As pessoas me cansavam com sua simples presença. Não me irritavam nem me atiçavam. Me cansavam porque estavam todas muito parecidas, inspirando e expirando o mesmo ar viciado que eu também respirava, todos nós sem esboçar reações perante o não-acontecimento dos acontecimentos daquele dia, todos cheios de nós a desatar, eram nós e nós, e os nós em nós. Eu quase-sentia, porém não sentia de fato. Era só uma acomodação de não sei o quê que vem por aí.
Tinha me dado um branco: ainda é advérbio, não sei por quê pensei de supetão em preposição. Ainda, então. E então?
Algo estava muito remexido.
Algo novo tomando forma dentro e refletindo no diâmetro da cintura, na textura da pele, no olhar, à volta. Sombrinhas dentro da sombra.
Algo fundo acumulado vindo à tona.
O ralo entupiu e molhou todo o banheiro. Não exalava cheiro do ralo, ele era irredutível: a água do banho, a limpa e a usada. Mas eu não estava preparada para andar sobre as águas. Não ainda. Que direi de meu ralo interno.
À sombra, a água limpa e aquela que limpou. Algo deve ter ido embora encanamento afora, não tenho dúvida, suor limpo com suor sujo?
Nesse dia ninguém telefonou. Não houve novas mensagens em minha caixa postal telefônica ou internética.
Na sombra, longe de euforias ou depressões, fantasias ou idealizações, eu apenas observava. Não tomava parte em. Por isso, não senti pena pelo casal que dizia ser do interior e que ficara sem dinheiro para voltar para casa depois de uma consulta médica.
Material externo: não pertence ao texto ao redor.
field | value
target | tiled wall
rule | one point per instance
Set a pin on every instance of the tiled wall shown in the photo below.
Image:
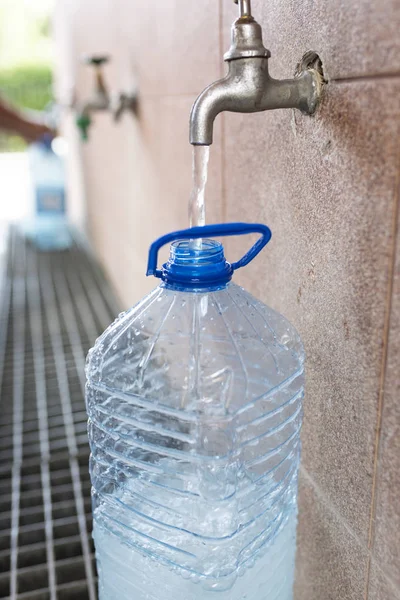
(328, 186)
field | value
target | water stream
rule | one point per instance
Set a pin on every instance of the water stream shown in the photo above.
(197, 209)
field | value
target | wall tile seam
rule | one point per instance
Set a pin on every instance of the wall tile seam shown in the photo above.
(323, 498)
(366, 77)
(385, 349)
(321, 495)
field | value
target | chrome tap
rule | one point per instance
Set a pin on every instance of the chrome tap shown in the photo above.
(101, 99)
(248, 87)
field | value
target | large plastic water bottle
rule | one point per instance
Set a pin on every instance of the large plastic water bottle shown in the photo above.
(194, 399)
(49, 228)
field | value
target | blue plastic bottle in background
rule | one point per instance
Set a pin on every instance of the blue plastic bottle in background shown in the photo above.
(49, 230)
(194, 399)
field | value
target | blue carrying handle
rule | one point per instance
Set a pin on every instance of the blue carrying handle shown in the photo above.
(220, 230)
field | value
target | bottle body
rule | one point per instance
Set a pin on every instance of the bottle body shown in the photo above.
(195, 408)
(49, 227)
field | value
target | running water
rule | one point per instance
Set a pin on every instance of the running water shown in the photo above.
(197, 209)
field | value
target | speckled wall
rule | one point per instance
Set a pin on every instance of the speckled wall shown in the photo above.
(328, 186)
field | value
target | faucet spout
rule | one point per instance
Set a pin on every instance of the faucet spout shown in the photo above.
(248, 87)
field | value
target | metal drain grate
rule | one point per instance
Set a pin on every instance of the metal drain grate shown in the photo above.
(54, 305)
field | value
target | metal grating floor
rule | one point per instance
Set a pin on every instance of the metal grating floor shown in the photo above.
(53, 307)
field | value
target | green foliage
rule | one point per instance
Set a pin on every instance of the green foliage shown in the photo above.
(27, 86)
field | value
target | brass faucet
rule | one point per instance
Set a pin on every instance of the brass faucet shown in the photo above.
(101, 100)
(248, 87)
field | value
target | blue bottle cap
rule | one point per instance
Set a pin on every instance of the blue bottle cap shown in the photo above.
(194, 265)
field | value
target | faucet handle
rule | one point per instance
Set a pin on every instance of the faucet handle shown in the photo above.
(244, 7)
(96, 59)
Tinha os visto no dia anterior. Não fiz sexo por compaixão nem reconheci algum indício de tesão. Não tinha sangue flamejante no baixo ventre. Não arranjei desculpas para desculpá-lo nem culpas para culpá-lo. Não vislumbrava mais motivos para me ocupar dele. Não dei de ombros, tampouco ofereci meus ombros para carregar o que quer que fosse. Se sentia algo naquele dia, era um dor entre a cervical e a lombar. A cabeça estava um pouco pesada por fora. E o bonequinho começou a pesar por dentro.
IV.
(Silêncio)
V.
Não dá mais para voltar atrás ou voltar para trás. Ou trazer algo de lá. Não há proibições nem nada, nem houve. Fato inexorável. O chamado caminho sem volta.
Duas possibilidades, então: parar aqui, estabelecer acampamento, fechar os olhos para algumas coisas, abri-los para outras, cuidar da horta, criar um jardim, estudar a viabilidade de um pomar, considerar a hipótese de procriar, etc. Ou desentupir o ralo até o fim. Acolher, por ora, a água limpa e a água suja, o suor que sai e o que não sai, a sujeira que fica, a clareza que vem.
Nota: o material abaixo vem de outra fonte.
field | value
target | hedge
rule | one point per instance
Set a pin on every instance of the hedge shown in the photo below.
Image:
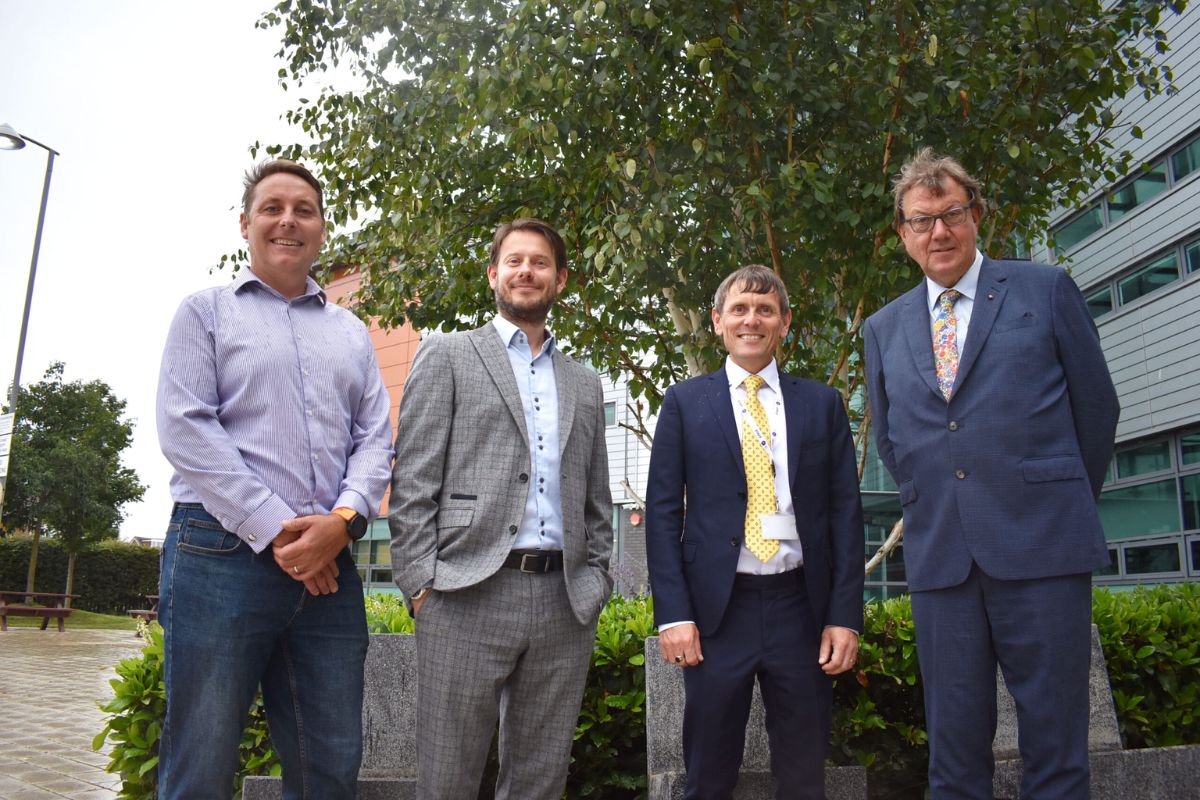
(111, 576)
(1151, 639)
Não queria ter de optar por algo naquelas condições. Mas havia ainda um restante de arroz sem sal e de purê salgado, e com algum esforço resolvi, ao menos, encarar o ralo.
Tenho usado panos para secar o chão, não sei ainda quando vou enfrentar o fundão. As dores passaram, nem tive mal-estar. Espirro em alguns momentos e, naturalmente, fui sendo reintegrada à teia humana, reverberando aqui e ali.
Não ando sentindo muito, tenho estado um tanto cansada, cansada e tanto. No momento, dois chumaços de cabelo engaiolados há tanto tempo: a feminilidade e o ser-em-relação-a.
Uso havaianas cor verde-bandeira para andar no banheiro. Sobre as águas. Com toalha rosa-escuro enrolada no corpo ainda um tanto molhado.
Pensei assim: hmm, em nenhum momento precisei usar lâmpada, luz artificial. Achei que aquilo era bom. E o dia era novo, certamente, porque as sapatilhas laranjas esperavam -- hesitantes, mas alegres -- para serem usadas, a salada de vagem estava saborosa e eu acabara de brindar com amigos. Enmimesmei, mas não lá só ré dó mi fá fiquei.